COVID-19 Business Interruption Insurance

The Arch case provides a possible roadmap for policyholders in the United States to maximize insurance payout due to COVID-19 and the impacts of government restrictions on businesses.

The High Court of Justice in England recently issued an opinion relating to business interruption insurance coverage in view of the Coronavirus Disease 2019 (COVID-19). The opinion of the test case The Financial Conduct Authority v Arch and Others, while not legally binding in the United States, may provide ammunition for domestic policyholders when litigating in the United States court systems, but will likely be discounted by United States insurers as factually inapposite. Here, the Financial Conduct Authority (FCA) filed the case on behalf of policyholders.

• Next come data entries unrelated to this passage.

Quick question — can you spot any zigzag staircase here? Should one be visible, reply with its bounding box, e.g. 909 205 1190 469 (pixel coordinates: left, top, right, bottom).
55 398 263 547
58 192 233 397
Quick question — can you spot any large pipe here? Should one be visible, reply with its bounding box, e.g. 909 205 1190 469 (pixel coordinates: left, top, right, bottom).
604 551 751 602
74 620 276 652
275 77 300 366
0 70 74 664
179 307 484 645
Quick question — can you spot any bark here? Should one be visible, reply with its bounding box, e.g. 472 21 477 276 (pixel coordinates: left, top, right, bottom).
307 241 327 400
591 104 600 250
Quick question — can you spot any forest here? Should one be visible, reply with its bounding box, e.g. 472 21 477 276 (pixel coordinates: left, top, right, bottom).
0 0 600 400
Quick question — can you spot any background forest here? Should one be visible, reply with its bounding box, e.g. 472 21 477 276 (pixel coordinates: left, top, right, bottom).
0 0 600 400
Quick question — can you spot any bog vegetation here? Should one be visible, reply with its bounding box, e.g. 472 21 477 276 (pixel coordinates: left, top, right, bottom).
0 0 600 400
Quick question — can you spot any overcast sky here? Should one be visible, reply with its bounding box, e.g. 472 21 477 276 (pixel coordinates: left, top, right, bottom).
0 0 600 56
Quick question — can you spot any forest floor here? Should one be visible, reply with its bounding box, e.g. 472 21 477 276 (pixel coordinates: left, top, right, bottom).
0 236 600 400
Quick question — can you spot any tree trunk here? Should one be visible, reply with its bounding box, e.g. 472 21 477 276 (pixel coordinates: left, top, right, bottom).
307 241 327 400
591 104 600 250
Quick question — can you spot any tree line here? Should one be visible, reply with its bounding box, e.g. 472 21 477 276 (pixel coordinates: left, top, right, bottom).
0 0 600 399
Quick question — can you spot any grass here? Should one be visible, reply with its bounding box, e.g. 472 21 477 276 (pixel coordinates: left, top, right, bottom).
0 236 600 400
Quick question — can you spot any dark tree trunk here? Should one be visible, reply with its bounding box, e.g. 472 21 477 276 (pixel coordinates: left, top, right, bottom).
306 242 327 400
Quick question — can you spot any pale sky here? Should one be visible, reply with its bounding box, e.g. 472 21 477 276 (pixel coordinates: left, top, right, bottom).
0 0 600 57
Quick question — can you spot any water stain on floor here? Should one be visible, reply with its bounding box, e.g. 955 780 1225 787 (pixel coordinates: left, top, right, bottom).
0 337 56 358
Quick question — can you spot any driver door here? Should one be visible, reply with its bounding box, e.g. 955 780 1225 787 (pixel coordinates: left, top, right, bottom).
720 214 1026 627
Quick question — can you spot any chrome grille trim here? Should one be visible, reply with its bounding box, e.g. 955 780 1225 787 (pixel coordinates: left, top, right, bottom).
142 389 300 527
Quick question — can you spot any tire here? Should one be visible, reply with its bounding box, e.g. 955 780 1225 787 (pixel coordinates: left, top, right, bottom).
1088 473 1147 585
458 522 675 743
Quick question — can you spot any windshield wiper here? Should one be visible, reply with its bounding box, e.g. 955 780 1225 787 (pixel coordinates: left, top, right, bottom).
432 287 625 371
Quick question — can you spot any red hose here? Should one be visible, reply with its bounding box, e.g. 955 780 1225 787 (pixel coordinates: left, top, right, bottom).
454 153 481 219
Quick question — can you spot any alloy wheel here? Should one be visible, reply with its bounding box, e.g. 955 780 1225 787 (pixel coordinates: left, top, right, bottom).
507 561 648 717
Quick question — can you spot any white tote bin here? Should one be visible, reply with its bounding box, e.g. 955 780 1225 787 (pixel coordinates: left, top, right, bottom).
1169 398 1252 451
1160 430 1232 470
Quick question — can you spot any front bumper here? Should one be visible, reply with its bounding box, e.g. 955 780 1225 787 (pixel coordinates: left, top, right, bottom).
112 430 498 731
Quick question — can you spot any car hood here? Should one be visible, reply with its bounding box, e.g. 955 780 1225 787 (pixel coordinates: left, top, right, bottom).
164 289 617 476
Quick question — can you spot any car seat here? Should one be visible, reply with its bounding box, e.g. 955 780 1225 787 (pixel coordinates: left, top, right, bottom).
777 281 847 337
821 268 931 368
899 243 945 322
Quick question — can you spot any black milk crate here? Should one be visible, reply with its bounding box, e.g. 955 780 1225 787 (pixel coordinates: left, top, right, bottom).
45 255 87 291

The parties in Arch agreed to present 21 lead policies for consideration by the Court. The Court identified three categories of wordings for the policies:

  1. disease provisions, “which, in broad terms, provide coverage in respect of business interruption in consequence of or following or arising from the occurrence of a notifiable disease within a speified radius of the insured premises;”
  2. prevention of access provisions that include “[p]revention of access to the premises due to the actions or advice of a government or local authority due to an emergency which is likely to endanger life or property;” and
  3. hybrid clauses, “which refer both to restrictions imposed on the premises and to the occurrence or manifestation of a notifiable disease.”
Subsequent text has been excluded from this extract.